Voor Natalie Eggermont mag het allemaal wat meer zijn: “U zegt nu dat de regering het minimum minimorum zal doen, waarna een volgende regering de rest moet behartigen. U zegt de frustratie van de mensen te begrijpen, maar dat het nu eenmaal zo is. Dat is niet echt uw verantwoordelijkheid nemen”, repliceerde ze.
Nawal Farih ziet een moeilijk debat opdoemen aan de horizon, “zeker nu we horen dat er een deconventioneringsgolf zal plaatsvinden. Mijnheer de minister, de vroedvrouwen zijn inderdaad zeer teleurgesteld. Hun brutoloon bedraagt soms maar 30.000 euro, terwijl het beroep van groot belang is om jonge gezinnen, moeders en pasgeborenen te begeleiden. Ik dring erop aan te onderzoeken welke stappen u kunt ondernemen.”
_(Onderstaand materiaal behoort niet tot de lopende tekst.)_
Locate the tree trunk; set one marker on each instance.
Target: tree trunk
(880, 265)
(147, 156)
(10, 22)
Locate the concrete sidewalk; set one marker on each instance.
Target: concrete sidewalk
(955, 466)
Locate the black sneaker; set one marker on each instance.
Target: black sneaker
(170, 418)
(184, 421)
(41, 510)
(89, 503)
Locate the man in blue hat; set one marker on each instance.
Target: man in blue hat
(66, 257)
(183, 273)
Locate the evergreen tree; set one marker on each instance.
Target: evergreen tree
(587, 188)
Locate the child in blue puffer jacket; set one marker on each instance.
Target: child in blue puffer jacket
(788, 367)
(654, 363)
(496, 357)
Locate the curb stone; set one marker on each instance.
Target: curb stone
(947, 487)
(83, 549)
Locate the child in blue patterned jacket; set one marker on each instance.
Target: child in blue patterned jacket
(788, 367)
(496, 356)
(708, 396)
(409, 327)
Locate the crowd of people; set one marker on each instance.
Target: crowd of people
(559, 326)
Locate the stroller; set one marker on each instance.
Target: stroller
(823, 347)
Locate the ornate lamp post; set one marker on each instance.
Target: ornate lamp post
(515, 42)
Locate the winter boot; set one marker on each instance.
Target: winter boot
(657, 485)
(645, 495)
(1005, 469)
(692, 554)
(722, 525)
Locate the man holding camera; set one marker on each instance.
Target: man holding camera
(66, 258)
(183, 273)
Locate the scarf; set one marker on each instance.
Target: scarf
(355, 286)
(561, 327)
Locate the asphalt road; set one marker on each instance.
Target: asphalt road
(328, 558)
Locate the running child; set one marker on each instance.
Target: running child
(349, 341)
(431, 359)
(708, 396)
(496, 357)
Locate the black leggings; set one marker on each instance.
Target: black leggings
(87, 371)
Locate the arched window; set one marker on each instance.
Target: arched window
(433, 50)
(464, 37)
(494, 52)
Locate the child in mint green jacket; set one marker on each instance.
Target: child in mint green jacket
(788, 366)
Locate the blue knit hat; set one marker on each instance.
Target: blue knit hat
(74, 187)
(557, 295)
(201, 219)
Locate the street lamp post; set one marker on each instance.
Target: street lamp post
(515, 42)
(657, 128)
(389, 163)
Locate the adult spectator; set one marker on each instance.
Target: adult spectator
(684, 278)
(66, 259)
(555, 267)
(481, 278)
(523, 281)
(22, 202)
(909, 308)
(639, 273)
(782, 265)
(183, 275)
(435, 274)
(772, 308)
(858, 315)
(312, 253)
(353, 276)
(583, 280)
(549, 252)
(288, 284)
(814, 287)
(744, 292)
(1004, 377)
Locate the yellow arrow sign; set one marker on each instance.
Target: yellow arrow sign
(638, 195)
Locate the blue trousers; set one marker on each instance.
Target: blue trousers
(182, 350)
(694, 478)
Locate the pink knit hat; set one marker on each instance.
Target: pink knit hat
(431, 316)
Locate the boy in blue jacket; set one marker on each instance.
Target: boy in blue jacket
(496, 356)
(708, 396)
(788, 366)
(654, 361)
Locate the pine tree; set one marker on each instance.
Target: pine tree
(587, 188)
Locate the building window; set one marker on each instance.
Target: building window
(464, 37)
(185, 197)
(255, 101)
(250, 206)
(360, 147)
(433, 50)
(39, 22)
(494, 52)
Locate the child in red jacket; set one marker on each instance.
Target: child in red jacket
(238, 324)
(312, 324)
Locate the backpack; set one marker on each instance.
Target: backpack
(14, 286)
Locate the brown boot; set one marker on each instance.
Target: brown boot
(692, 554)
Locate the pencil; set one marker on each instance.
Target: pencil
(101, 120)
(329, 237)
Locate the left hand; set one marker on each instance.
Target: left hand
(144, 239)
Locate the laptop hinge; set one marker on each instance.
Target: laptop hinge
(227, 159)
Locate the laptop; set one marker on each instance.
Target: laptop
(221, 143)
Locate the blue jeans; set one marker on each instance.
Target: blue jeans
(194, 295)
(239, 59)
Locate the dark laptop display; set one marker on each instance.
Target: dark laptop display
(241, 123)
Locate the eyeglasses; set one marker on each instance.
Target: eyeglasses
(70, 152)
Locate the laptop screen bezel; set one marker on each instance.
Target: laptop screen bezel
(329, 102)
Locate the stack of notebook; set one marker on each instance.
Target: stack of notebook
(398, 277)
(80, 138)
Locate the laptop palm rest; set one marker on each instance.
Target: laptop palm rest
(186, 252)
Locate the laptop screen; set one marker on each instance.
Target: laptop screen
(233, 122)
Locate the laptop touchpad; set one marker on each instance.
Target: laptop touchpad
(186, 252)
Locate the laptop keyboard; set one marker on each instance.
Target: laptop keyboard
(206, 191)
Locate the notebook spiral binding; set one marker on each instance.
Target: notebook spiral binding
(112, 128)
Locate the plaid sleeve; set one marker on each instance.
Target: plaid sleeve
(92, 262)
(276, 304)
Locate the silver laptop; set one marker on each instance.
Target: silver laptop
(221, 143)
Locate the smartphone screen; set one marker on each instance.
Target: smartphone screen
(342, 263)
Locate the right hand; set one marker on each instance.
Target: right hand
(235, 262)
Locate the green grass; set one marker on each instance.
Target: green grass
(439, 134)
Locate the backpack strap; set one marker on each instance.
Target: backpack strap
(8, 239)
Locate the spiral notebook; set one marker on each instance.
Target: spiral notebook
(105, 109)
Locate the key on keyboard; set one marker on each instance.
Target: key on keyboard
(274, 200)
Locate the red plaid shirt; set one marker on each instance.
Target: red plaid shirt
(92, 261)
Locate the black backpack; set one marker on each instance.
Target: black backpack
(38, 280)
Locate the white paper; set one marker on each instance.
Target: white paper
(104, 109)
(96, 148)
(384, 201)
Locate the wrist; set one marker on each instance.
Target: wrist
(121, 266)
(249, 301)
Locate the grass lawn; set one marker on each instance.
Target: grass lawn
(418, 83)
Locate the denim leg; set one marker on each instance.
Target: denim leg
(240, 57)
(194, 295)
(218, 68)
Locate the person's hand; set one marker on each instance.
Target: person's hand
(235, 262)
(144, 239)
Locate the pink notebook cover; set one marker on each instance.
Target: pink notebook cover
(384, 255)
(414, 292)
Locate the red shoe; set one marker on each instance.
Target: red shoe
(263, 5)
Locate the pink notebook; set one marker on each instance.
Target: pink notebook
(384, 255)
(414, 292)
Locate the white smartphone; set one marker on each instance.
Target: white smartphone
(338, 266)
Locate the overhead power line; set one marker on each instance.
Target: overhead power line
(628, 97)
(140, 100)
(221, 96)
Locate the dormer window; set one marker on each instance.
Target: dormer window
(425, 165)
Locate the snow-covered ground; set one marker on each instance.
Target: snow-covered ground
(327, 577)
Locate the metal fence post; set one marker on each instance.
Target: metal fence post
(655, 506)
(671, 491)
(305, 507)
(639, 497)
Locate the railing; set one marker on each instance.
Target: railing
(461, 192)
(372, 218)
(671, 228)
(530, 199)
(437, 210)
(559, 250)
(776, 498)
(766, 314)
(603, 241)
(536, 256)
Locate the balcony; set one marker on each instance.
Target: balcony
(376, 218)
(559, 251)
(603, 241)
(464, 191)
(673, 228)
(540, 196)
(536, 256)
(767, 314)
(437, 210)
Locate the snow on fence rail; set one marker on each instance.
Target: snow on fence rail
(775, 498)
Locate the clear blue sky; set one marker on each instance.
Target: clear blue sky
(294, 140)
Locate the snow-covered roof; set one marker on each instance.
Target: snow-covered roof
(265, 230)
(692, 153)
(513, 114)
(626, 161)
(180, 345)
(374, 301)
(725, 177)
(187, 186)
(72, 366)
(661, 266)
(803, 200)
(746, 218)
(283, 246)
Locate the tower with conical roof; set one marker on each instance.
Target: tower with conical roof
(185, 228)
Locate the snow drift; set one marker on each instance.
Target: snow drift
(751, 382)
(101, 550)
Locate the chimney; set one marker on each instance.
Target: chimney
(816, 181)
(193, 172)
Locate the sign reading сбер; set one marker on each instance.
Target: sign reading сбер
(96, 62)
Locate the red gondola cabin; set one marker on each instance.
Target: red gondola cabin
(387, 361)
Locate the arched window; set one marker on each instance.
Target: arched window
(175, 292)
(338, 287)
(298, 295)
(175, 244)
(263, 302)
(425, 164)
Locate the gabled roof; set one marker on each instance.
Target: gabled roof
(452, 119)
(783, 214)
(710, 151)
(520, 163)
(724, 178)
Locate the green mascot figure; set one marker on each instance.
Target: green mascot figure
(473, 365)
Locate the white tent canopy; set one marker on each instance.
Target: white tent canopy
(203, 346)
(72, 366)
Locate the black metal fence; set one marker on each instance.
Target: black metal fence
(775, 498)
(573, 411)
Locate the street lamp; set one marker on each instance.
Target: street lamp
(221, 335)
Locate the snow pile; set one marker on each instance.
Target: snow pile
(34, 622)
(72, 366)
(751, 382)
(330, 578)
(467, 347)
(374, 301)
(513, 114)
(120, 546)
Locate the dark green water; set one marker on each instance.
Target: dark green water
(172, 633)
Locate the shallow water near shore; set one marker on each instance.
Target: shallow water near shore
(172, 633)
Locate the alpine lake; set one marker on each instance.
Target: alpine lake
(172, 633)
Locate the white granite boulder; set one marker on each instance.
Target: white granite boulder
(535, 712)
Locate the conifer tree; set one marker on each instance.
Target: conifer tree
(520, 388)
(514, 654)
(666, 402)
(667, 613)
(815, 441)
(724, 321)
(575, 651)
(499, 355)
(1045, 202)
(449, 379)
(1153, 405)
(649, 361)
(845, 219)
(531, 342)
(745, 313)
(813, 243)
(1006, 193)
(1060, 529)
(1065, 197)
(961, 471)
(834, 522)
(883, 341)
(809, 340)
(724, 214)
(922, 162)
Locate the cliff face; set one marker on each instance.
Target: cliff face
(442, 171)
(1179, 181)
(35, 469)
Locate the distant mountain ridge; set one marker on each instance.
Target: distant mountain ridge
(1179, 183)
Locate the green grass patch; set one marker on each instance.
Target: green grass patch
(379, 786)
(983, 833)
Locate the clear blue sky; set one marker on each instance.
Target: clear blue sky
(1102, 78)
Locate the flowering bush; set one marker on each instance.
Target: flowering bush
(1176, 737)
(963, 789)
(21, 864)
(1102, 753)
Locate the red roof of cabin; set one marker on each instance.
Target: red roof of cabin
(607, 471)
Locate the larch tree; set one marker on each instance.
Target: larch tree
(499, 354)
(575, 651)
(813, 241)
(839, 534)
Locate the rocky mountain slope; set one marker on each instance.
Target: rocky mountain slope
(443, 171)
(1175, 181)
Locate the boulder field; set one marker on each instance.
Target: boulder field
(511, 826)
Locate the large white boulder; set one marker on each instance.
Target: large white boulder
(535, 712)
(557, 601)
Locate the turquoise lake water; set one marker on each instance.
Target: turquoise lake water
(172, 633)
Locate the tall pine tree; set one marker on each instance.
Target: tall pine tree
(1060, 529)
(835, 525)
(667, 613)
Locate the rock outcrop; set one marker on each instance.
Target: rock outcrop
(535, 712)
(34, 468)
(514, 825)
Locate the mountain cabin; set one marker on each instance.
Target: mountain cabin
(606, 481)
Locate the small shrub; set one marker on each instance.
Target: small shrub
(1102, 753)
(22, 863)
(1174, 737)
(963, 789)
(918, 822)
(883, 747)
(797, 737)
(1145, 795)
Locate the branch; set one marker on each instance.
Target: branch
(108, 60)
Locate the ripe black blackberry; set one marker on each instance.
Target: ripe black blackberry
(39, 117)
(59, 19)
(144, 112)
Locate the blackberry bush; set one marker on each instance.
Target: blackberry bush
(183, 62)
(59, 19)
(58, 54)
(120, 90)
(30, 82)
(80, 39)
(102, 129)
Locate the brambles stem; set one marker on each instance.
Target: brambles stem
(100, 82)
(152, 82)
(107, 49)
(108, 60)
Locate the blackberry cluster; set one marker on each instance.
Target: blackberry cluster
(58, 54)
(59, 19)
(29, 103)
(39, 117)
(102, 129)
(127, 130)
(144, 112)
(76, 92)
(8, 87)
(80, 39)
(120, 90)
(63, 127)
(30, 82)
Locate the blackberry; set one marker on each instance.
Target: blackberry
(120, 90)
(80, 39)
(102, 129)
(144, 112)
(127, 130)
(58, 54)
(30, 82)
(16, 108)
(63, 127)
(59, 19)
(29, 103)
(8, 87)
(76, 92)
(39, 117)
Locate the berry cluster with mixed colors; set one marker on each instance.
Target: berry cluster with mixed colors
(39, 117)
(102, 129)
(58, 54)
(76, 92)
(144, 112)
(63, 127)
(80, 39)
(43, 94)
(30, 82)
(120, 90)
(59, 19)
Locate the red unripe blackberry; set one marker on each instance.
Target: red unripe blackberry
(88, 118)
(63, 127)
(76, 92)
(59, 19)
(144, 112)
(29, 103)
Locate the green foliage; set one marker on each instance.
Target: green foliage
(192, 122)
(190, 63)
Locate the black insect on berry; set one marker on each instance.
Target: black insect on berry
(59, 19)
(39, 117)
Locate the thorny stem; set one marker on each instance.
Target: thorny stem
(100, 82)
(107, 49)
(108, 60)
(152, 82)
Aan Kathleen Depoorter om te focussen op de kwestie dat zelfstandige zorgverstrekkers naar eigen zeggen niet rondkomen en niet gewaardeerd worden in de materniteitszorg. “Er zijn ook al vaak discussies geweest met de gynaecologen, voor wie de honoraria ook zeer precair zijn. Vragen zijn gesteld, beloftes zijn gedaan, hoop is gegeven – de perinatale zorg kan heel belangrijk zijn – maar men kwam gewoon niet aan het structurele kader voor de zorg die vroedvrouwen kunnen geven en dat zorgt voor frustratie. De N-VA heeft u al heel vaak gewaarschuwd voor deconventiegolven en nu hebt u het zitten. Ga in dialoog.”